Was er damit auch sagte, ohne es explizit auszusprechen: Nach der letzten Partie seiner 21. Saison in der stärksten Basketball Liga der Welt in San Antonio am Mittwochabend wird er seine Stiefel für immer an den Nagel hängen. Dann sagte der gebürtige Würzburger, wie dankbar er für die letzten 20 Jahre ist und dass er sich jetzt vermehrt um seine Frau Jessica und seine Kinder Malaika (5), Max (4) und Morris (zweieinhalb) kümmern will.
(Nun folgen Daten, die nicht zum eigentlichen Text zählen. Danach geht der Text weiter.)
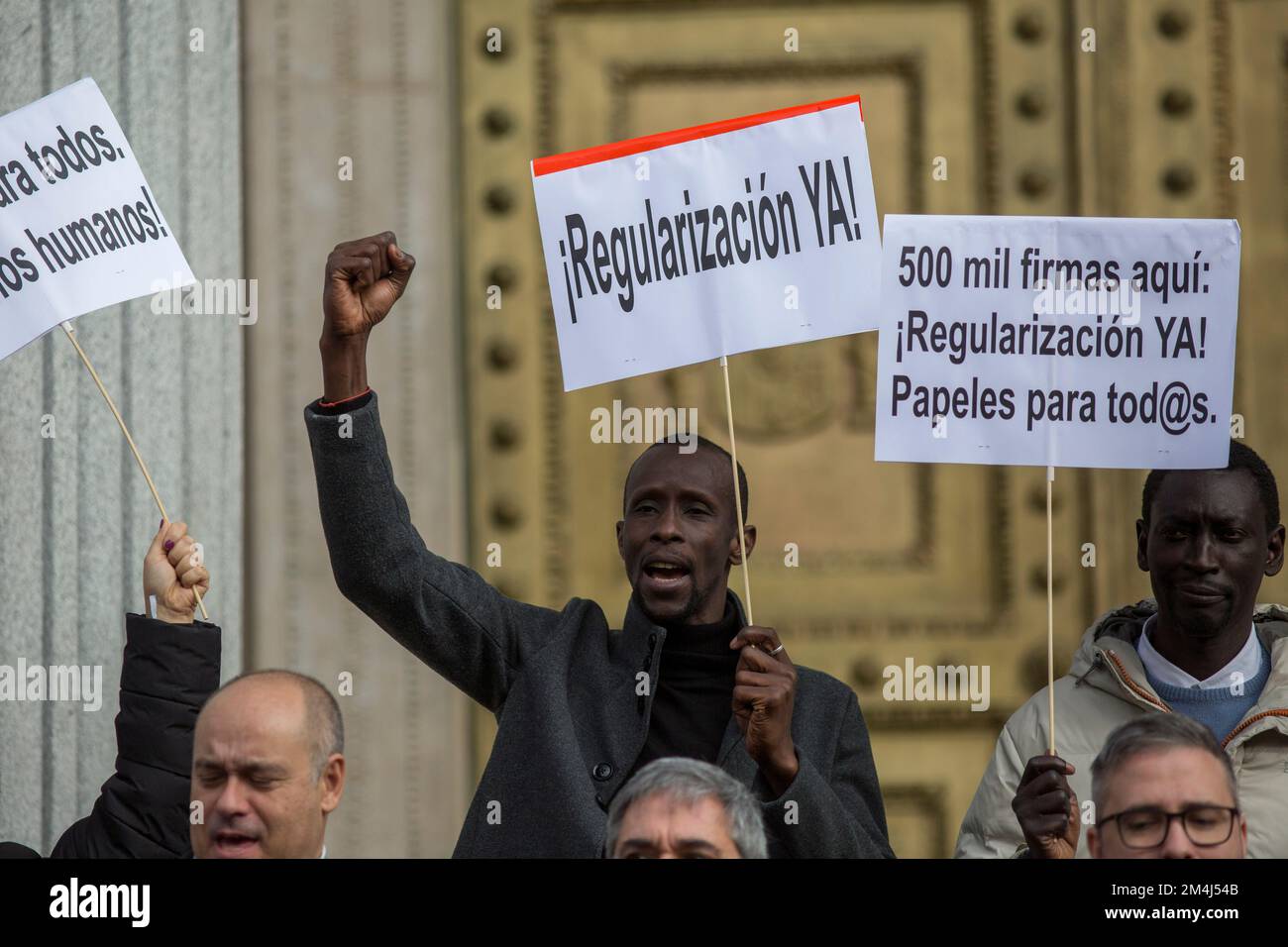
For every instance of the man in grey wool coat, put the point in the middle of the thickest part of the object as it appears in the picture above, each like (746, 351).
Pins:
(580, 705)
"Ich bin ein bisschen überwältigt", sagte Nowitzki. "Ich probiere gerade meine Yoga-Atmung aus, aber es funktioniert nicht so richtig." Er lächelte dabei und wirkte gefasst, auch wenn der 40-Jährige immer mal wieder schlucken musste zwischendurch und auch Pausen einlegen. Tränen waren ihm gegen Ende des zweiten Viertels der Partie gegen die Phoenix Suns in die Augen geschossen, als in einer Auszeit auf dem riesigen Würfel unterm Hallendach ein Video eingespielt wurde, das ihn mit kranken, auch todkranken Kinder zeigte, mit denen er herumalberte und ihnen mit seinem Besuch einen Wunsch erfüllte und Freude bereitete.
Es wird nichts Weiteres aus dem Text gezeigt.